By ELLEN READ markets writer
The London Stock Exchange could list its first New Zealand company within a year.
The head of the exchange's Alternative Investment Market (AIM), Simon Brickles, was in New Zealand this week touting for business. He said there was plenty of interest but declined to give details, citing
confidentiality.
AIM is the London exchange's international market for smaller, growing companies.
With a function similar to New Zealand's unlisted market, AIM is regulated by nominated advisers who take responsibility for the firms they recommend for inclusion.
This means the AIM regulatory framework is less stringent than for companies with a full listing.
The advisers were vetted before being accepted and their reputations depended on the conduct of the companies they represented, Brickles said.
"That's my safety net. We do have strict disclosure regulations but it is a caveat emptor market."
New Zealand advisers would also be sought on New Zealand companies for quotation.
"AIM offers smaller, growing companies in New Zealand the opportunity to raise funds in Europe, to gain a wider pool of investors and liquidity whilst enjoying the benefits of being on a local exchange."
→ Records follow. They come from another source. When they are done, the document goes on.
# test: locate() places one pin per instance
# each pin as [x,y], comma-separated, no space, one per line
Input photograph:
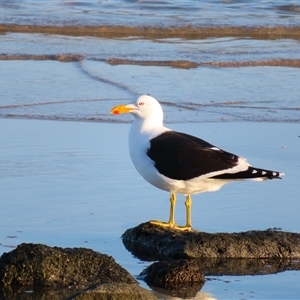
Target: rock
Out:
[115,291]
[151,242]
[181,278]
[40,265]
[65,273]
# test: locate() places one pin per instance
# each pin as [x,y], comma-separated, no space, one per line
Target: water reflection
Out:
[218,267]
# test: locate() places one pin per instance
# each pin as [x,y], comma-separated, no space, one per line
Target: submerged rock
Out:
[182,278]
[115,291]
[78,269]
[40,265]
[152,242]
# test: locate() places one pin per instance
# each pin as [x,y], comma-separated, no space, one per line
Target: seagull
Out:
[178,162]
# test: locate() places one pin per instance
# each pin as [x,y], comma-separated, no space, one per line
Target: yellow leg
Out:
[188,205]
[171,222]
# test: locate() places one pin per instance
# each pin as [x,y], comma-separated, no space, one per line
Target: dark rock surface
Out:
[182,278]
[148,241]
[67,271]
[115,291]
[40,265]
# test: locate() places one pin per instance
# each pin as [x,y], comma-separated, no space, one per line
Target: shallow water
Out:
[72,184]
[141,12]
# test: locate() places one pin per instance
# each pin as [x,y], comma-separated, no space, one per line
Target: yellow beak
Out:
[121,109]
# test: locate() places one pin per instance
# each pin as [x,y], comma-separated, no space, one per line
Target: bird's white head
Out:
[145,108]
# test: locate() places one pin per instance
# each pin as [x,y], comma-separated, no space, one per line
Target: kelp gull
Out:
[178,162]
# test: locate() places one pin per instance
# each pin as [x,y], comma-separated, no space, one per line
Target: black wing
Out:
[181,156]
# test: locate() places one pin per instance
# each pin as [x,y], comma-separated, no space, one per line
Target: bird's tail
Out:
[252,173]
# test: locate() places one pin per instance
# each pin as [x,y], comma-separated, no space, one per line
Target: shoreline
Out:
[151,32]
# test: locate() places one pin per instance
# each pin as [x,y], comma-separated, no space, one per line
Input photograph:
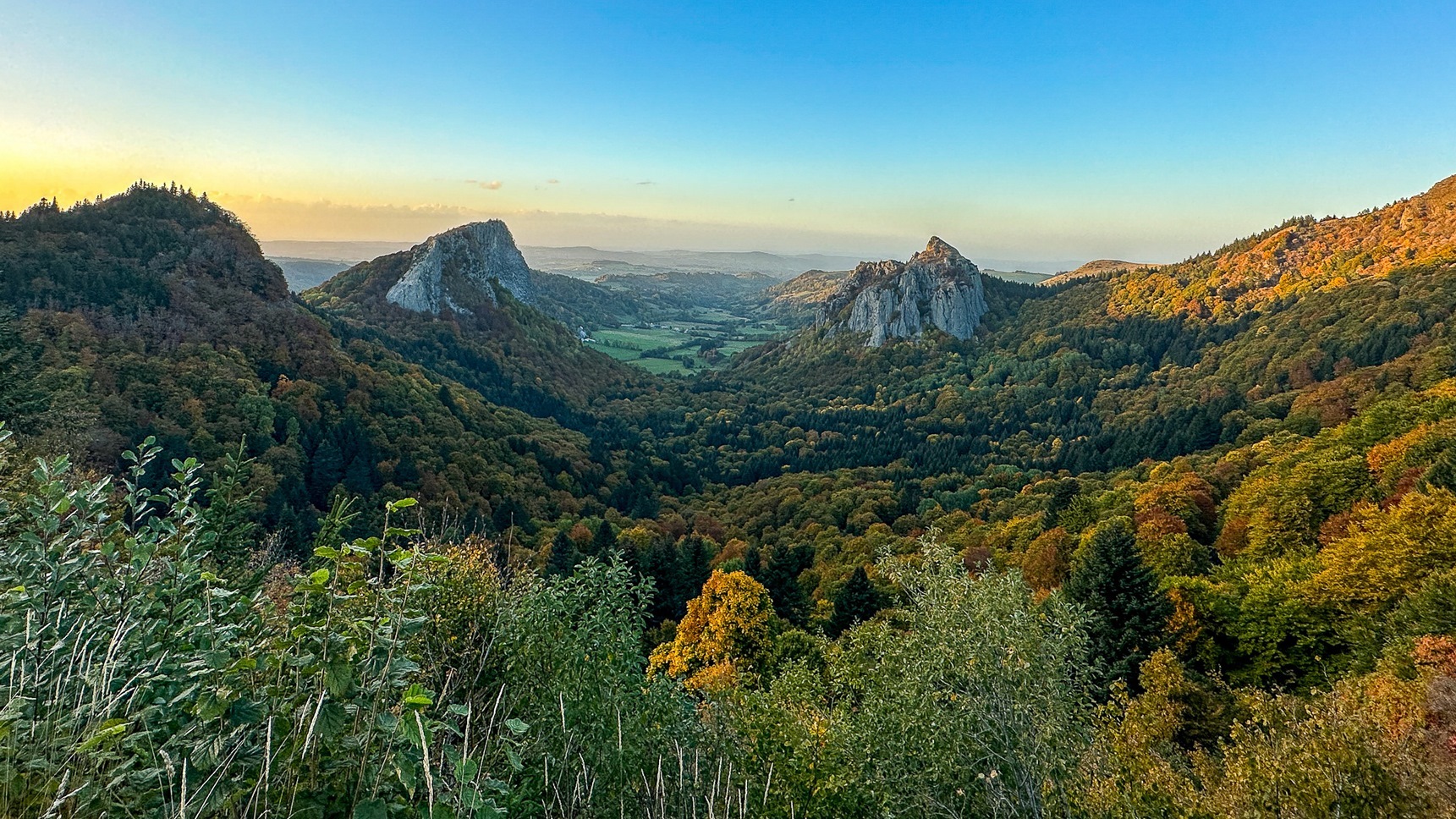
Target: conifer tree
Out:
[855,602]
[1126,611]
[605,541]
[563,556]
[695,566]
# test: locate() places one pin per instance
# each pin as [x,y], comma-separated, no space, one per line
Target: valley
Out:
[1189,482]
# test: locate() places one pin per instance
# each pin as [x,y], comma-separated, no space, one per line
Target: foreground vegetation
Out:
[1162,542]
[155,663]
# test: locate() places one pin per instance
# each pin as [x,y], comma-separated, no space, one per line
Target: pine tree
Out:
[603,541]
[856,601]
[662,566]
[781,577]
[695,567]
[1127,613]
[563,556]
[19,399]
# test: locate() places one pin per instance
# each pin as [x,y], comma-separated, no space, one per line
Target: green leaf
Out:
[111,729]
[371,809]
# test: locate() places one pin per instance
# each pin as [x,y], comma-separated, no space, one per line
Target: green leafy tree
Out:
[563,556]
[1126,609]
[856,601]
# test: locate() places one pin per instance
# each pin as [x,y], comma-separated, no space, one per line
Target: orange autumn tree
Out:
[723,635]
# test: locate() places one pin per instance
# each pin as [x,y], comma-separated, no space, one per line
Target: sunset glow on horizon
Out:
[1014,130]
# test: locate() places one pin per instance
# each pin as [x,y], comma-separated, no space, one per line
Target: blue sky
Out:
[1014,130]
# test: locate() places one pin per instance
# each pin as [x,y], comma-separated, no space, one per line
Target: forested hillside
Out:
[1158,541]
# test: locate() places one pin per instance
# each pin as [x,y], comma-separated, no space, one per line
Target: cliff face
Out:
[937,288]
[454,270]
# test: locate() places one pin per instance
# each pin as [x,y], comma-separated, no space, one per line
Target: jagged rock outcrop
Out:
[454,270]
[937,288]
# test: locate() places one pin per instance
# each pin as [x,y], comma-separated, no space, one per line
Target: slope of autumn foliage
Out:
[1296,258]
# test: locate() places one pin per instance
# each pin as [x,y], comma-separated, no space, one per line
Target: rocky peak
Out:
[454,270]
[937,288]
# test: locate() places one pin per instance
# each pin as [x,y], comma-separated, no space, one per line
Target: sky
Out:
[1036,130]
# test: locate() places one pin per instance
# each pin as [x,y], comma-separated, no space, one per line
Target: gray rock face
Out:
[454,270]
[937,288]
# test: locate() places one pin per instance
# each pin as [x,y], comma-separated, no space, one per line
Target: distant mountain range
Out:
[309,264]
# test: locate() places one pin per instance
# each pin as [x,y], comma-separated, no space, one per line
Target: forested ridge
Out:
[1171,541]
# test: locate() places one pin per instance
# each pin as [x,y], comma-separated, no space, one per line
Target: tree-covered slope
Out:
[155,314]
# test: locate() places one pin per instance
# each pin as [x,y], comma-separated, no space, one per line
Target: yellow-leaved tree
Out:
[723,637]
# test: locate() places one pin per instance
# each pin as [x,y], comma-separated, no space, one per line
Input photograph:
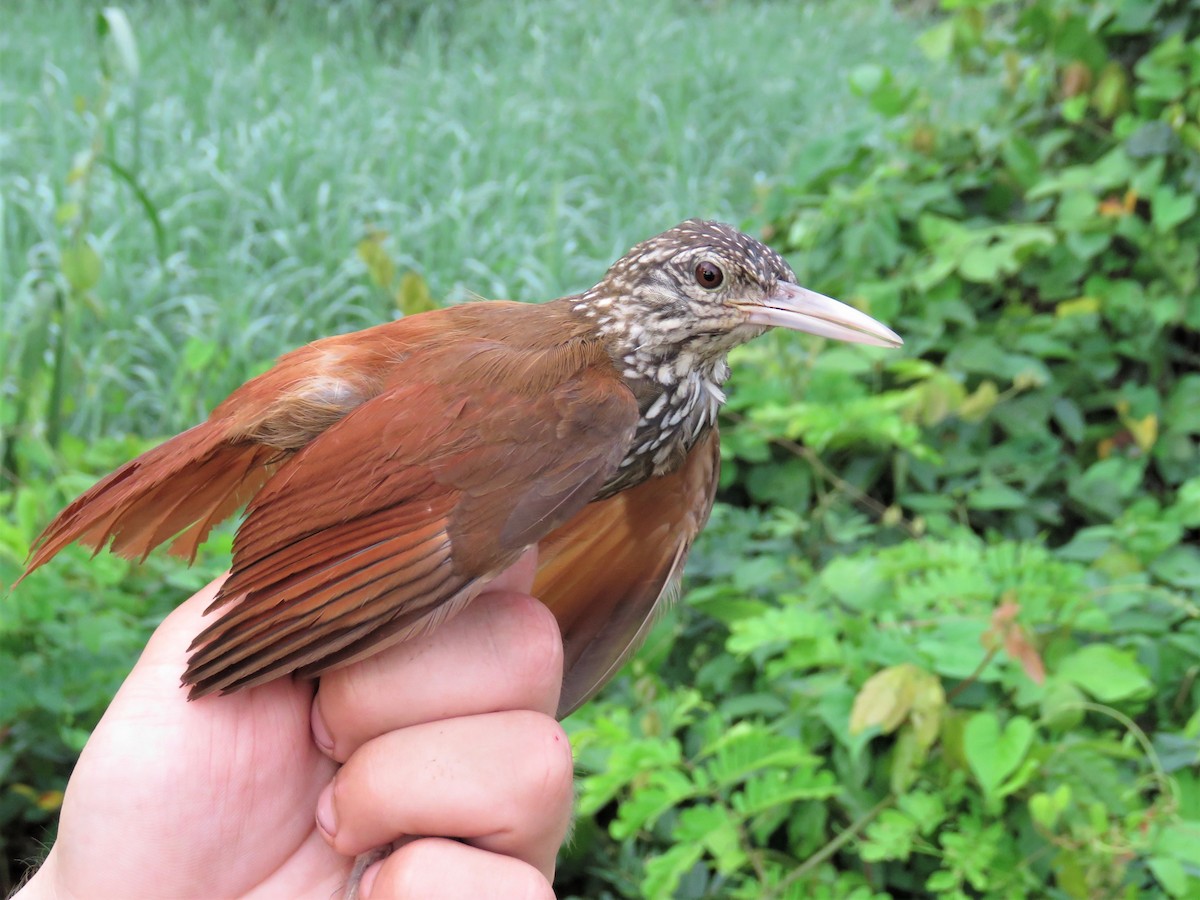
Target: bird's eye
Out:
[709,275]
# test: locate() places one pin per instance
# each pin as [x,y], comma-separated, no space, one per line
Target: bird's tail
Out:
[181,487]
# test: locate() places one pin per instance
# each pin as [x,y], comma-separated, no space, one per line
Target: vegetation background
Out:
[942,636]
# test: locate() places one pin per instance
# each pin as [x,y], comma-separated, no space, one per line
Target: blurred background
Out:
[942,635]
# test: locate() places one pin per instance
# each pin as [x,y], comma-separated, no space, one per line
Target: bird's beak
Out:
[802,310]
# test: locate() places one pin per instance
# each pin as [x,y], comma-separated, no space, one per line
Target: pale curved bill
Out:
[803,310]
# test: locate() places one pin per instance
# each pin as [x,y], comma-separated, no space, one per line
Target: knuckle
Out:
[550,769]
[538,654]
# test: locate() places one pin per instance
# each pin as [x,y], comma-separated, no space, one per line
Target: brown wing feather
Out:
[205,474]
[605,573]
[394,517]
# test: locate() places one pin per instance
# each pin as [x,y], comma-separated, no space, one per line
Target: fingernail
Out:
[367,881]
[327,816]
[321,736]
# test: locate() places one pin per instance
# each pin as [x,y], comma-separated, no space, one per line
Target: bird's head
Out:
[702,288]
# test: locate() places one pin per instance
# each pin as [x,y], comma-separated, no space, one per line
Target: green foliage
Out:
[979,677]
[942,635]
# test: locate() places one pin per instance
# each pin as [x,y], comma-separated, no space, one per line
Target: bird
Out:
[389,473]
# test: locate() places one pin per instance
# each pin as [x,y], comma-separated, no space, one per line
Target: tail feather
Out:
[181,487]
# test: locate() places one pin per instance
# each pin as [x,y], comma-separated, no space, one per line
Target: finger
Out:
[502,781]
[503,652]
[449,870]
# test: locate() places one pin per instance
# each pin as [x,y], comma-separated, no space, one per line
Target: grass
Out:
[507,149]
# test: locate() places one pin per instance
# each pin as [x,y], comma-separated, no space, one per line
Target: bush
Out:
[983,681]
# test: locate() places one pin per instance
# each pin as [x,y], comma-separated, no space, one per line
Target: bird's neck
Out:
[678,391]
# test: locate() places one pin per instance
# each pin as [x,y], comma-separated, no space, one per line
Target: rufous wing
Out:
[186,485]
[606,571]
[396,515]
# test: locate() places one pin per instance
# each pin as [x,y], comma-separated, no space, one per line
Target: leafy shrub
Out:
[983,681]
He said it was apparent there was a financing gap in New Zealand for mid-sized companies wanting to raise more money.
While realistically an offer of around $8 million would be needed to be cost effective for the company, Brickles said AIM was more concerned with the growth potential of new firms than their size.
Since it was created in 1995, more than 850 companies have used AIM as a growth vehicle, with more than $24 billion raised on the market. Individual market capitalisations on AIM range from $15 million to $350 million.
When most world markets were quiet last year, AIM had 94 initial public offerings, representing over one-third of IPOs in Western Europe.
AIM has 41 international firms listed, including 11 from Australia.
One AIM company, West 175 Media Group, has a Wellington office.